Last night I tried to catch a cab on the corner of 57th and 6th when I was approached by an elderly woman who asked if I was heading to the east side (I wasn’t). Knowing full well that I had a limited amount of time to catch my train back to Jersey, I offered to give her the cab I had just hailed and consequently missed my train back. There was that in-between moment where I struggled internally with doing what I thought was right and what I knew would get me home sooner.
Those fleeting moments when we dance on the precipice of two conflicting ideas are not unlike their bigger picture counterparts. Every moment and every decision (no matter how small) has led me here. I wouldn’t have it any other way, but lately I feel as though I’m torn between two very different worlds. If you were to take a look at my Facebook newsfeed, you would find an even mix of posts about couples honeymooning in the Caribbean, children learning how to potty train, and friends who are showing off their cute party dresses in the fanciest restaurants and clubs the city has to offer.

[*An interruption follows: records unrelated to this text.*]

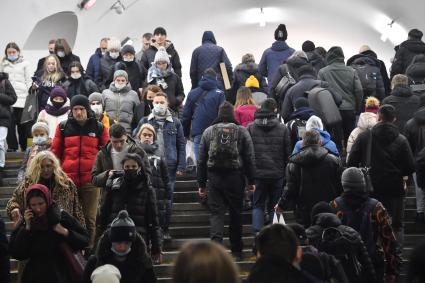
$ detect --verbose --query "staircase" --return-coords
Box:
[0,153,425,283]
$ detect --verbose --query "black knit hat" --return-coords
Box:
[109,210,136,242]
[71,94,90,112]
[341,167,366,192]
[302,40,316,52]
[274,24,288,41]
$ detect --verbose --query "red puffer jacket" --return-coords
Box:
[52,117,109,186]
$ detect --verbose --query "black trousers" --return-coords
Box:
[208,172,245,253]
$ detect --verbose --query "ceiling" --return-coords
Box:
[0,0,425,87]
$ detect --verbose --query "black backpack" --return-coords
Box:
[207,123,241,170]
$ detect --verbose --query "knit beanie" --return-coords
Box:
[90,264,121,283]
[274,24,288,41]
[114,70,128,81]
[294,97,310,109]
[71,94,91,112]
[305,115,323,131]
[89,92,103,105]
[109,210,136,242]
[50,86,66,101]
[341,167,366,192]
[245,75,260,88]
[121,44,136,55]
[31,121,50,135]
[301,40,316,52]
[108,37,121,51]
[154,47,170,64]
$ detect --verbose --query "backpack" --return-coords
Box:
[318,227,364,283]
[306,87,342,127]
[207,123,241,170]
[335,197,378,258]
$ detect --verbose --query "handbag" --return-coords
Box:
[21,91,39,124]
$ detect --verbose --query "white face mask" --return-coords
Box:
[109,52,120,59]
[71,73,81,80]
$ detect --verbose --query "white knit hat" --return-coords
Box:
[154,47,170,64]
[90,264,121,283]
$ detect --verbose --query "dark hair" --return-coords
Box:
[4,42,21,56]
[109,123,127,139]
[255,224,299,264]
[121,153,143,167]
[68,61,84,76]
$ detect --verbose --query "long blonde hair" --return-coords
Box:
[235,86,256,108]
[27,150,72,188]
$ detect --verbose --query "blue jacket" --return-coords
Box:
[292,129,339,157]
[182,76,226,137]
[86,48,103,81]
[190,31,233,89]
[135,114,186,171]
[258,40,295,84]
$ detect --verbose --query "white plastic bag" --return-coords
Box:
[273,212,286,225]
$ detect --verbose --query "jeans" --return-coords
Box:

As a childless 34-year-old, I often feel out of touch and out of place. Most of the friends in my age group are either married, with children, or married with children and the ones who aren’t have either experienced marriage before and aren’t ready to do it all again, are committed to being in long-term relationships without the commitment (and children), or they simply haven’t found the elusive ONE yet.
It’s a weird transitory place and I feel as though I don’t hear much about it. Today I wanted to open the discussion to see if anyone else can relate. Also, I hear this a lot from woman who are married/with children who feel they no longer have much in common with their single friends.
XOXO, my sweet ones, and a very happy weekend to you all!